Add on the cost replacing the Trident nuclear programme put at around £31 billion, with another £10 billion being set aside for contingencies, and it is clear where Britain’s priorities lie: not with ordinary people whose jobs have been sold to the lowest bidder abroad and who now see their liberties and welfare state being dismantled under the lies of ‘austerity’ (a manifestation of ‘class war’, as Noam Chomsky correctly states) and tackling terrorism but with arms companies and militarism.
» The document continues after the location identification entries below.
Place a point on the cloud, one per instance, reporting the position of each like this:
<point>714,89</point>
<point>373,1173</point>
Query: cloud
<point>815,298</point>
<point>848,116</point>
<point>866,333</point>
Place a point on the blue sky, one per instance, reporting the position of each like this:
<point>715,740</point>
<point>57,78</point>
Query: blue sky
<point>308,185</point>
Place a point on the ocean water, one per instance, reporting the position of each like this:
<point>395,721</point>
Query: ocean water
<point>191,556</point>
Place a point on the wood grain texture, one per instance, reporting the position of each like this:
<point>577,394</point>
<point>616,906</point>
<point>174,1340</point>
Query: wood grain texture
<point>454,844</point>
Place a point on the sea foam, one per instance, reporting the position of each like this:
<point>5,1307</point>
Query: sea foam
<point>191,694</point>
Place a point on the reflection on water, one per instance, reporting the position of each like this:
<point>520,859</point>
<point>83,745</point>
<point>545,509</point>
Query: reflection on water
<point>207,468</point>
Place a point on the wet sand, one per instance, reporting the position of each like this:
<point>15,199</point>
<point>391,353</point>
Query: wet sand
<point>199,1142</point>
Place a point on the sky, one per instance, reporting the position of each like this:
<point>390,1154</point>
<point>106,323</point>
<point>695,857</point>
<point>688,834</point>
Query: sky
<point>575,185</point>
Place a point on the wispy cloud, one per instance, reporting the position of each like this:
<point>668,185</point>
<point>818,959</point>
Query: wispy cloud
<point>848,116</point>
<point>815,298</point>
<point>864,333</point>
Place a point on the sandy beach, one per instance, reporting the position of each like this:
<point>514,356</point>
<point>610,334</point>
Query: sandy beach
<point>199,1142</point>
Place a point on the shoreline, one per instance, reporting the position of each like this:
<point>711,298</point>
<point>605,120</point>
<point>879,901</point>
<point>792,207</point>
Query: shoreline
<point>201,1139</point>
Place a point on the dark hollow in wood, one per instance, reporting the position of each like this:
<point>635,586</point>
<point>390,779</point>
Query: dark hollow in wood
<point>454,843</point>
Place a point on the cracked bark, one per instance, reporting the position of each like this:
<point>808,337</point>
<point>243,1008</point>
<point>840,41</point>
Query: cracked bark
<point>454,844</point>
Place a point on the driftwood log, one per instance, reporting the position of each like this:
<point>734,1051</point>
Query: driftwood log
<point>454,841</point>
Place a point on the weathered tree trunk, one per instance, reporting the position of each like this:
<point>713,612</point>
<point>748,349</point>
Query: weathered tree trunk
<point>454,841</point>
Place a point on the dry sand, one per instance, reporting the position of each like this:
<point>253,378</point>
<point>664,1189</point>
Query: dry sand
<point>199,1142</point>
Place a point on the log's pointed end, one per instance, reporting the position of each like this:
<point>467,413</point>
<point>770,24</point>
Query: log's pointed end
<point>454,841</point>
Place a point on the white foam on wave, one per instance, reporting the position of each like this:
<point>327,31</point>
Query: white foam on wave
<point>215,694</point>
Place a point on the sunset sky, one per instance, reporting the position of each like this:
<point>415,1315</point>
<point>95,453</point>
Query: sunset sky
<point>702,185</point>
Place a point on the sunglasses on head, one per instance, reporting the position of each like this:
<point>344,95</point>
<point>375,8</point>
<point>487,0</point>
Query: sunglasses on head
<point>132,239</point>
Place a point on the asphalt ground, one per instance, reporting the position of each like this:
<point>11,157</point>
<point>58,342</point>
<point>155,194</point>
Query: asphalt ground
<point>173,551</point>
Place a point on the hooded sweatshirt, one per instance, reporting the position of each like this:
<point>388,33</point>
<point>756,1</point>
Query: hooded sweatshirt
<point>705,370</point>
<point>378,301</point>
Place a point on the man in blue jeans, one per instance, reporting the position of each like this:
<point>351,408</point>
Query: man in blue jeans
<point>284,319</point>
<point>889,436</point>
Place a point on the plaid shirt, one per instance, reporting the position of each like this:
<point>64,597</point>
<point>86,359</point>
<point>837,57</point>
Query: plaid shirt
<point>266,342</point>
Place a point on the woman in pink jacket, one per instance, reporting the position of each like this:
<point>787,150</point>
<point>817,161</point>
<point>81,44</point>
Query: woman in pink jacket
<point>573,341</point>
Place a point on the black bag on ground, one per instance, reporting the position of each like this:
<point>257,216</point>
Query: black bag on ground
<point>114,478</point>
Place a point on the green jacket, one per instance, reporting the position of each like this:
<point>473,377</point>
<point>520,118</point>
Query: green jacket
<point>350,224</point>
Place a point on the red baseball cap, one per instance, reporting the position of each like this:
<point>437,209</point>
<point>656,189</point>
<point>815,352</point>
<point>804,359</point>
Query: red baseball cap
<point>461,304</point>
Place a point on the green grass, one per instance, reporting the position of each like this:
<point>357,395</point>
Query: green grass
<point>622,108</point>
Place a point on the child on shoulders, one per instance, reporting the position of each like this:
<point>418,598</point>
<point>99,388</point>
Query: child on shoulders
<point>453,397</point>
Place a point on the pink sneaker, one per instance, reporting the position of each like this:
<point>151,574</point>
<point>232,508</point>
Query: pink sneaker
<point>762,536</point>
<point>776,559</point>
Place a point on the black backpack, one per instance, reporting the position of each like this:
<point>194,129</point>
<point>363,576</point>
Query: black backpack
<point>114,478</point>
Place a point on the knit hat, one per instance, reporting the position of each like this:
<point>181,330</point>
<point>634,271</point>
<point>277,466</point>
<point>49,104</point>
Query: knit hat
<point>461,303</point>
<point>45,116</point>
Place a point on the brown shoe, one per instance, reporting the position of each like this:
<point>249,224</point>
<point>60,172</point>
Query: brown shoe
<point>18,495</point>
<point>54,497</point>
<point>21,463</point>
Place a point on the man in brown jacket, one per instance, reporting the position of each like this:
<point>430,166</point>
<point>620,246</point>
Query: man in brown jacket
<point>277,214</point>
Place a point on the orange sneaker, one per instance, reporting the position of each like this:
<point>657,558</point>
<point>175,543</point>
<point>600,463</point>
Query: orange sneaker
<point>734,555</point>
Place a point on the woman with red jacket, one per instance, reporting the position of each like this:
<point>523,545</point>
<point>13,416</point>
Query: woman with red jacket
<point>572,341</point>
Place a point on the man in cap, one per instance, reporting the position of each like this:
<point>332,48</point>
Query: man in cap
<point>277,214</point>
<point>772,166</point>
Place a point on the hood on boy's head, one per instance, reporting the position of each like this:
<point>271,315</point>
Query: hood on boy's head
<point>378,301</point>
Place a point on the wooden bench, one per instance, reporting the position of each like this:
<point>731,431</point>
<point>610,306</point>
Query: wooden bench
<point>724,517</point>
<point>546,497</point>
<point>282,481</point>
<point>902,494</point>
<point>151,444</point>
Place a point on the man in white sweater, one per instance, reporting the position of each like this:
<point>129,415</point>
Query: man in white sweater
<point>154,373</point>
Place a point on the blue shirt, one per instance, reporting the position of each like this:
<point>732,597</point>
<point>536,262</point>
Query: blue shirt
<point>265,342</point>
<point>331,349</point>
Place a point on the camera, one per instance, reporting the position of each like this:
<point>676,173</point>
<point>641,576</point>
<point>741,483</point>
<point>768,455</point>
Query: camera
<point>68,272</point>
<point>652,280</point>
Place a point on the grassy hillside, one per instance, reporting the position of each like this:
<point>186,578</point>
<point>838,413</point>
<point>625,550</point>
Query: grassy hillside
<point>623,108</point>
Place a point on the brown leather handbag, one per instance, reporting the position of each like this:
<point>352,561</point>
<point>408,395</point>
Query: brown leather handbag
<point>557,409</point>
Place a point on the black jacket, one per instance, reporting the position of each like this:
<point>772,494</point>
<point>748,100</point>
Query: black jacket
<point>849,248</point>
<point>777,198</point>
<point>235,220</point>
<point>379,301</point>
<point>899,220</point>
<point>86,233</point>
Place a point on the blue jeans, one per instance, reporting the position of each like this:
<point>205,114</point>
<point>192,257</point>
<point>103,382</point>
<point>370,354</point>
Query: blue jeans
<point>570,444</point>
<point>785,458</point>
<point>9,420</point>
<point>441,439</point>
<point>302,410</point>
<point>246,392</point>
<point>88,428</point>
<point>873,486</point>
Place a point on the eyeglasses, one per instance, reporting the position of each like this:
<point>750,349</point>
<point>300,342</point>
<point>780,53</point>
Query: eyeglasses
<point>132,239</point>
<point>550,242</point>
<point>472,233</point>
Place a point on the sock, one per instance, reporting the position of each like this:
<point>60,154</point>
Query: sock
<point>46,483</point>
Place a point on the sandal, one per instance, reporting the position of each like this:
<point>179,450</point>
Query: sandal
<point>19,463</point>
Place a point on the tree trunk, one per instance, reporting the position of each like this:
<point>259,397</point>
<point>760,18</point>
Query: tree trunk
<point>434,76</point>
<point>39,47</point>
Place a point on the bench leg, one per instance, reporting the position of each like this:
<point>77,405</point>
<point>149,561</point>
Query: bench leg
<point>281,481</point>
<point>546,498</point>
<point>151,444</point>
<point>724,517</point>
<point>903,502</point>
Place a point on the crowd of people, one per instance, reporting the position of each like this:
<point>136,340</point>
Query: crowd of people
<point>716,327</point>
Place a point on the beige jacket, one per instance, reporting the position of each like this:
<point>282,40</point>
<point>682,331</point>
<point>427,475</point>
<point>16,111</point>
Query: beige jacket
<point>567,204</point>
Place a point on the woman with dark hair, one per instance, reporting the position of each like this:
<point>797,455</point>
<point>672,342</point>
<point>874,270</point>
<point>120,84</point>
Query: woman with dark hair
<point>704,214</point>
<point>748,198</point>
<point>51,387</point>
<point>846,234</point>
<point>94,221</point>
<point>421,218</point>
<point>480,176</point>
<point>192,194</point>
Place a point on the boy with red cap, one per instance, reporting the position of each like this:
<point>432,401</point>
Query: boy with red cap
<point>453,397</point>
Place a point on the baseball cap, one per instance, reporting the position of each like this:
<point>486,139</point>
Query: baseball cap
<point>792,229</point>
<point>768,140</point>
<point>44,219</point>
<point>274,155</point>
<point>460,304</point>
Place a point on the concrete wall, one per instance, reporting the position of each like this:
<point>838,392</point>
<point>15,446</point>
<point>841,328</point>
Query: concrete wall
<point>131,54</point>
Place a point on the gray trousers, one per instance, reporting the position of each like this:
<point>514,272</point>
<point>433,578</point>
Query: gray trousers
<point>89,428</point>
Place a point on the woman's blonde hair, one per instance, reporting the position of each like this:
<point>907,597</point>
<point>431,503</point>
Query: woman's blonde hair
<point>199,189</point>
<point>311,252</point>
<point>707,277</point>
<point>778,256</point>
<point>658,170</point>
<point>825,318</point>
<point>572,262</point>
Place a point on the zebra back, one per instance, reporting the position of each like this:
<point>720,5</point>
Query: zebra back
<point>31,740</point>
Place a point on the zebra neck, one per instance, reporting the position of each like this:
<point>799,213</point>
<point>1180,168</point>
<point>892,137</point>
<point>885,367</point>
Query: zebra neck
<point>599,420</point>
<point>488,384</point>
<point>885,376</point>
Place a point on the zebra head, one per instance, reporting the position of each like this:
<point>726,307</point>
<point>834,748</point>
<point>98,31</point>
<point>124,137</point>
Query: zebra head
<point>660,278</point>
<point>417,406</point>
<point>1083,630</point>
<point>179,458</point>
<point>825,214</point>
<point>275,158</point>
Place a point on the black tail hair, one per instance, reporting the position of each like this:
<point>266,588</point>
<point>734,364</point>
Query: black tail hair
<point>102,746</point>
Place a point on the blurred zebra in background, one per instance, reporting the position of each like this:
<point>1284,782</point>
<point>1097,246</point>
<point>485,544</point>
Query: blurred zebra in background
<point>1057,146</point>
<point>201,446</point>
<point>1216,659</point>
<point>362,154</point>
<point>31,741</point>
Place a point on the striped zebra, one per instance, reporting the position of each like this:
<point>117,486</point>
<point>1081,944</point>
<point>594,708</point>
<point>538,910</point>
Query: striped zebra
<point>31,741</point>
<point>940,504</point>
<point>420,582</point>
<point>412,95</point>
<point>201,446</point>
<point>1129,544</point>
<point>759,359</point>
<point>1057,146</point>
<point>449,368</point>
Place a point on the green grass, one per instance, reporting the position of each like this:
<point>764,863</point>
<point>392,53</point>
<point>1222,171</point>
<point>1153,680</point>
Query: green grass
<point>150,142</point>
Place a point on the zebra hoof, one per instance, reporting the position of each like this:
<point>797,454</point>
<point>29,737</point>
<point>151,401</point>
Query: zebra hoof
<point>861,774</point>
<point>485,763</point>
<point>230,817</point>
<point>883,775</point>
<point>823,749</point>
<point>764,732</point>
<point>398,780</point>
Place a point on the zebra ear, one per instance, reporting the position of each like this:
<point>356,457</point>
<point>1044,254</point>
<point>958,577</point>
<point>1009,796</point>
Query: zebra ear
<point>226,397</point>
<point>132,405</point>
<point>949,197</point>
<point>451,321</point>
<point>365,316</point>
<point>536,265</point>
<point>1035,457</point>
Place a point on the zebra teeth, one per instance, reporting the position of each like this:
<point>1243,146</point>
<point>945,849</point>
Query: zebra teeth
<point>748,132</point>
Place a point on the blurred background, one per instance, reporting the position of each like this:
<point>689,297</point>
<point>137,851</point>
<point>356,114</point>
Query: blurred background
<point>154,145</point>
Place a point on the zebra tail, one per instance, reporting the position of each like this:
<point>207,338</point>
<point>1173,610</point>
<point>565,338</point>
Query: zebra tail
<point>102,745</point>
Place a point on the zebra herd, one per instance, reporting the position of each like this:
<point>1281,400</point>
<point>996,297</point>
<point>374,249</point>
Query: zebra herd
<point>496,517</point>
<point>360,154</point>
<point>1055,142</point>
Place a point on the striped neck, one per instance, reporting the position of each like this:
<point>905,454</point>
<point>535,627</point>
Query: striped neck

Cuts to welfare, increases in military spending and events in Syria form part of an ongoing war on working people. That’s because militarism is but one arm of a neoliberal agenda that seeks to bend all working people and regional elites – whether Assad, Putin, Saddam or Gaddafi – to the will of Western capital. It is ordinary working people who ultimately pay the price, whether refugees fleeing from conflict, civilian deaths in war zones or those subject to the types of structural violence that ‘austerity’ or other forms of economic warfare brings courtesy of the IMF, World Bank, WTO or trade agreements like NAFTA, TPA and TTIP. And, ultimately, it is the Lockhead Martins, the Blackwaters (XE Services) and the BAEs, the Chevrons and Occidental Petroleums, the Halliburtons and Monsantos and the financial interests on Wall Street and in the City of London that benefit.

As the media get ready to cheer lead Cameron into war with the unstated aim of removing Assad from power, this fact should not be lost on anyone, not least the British public.

Colin Todhunter is an extensively published independent writer and former social policy researcher based in the UK and India.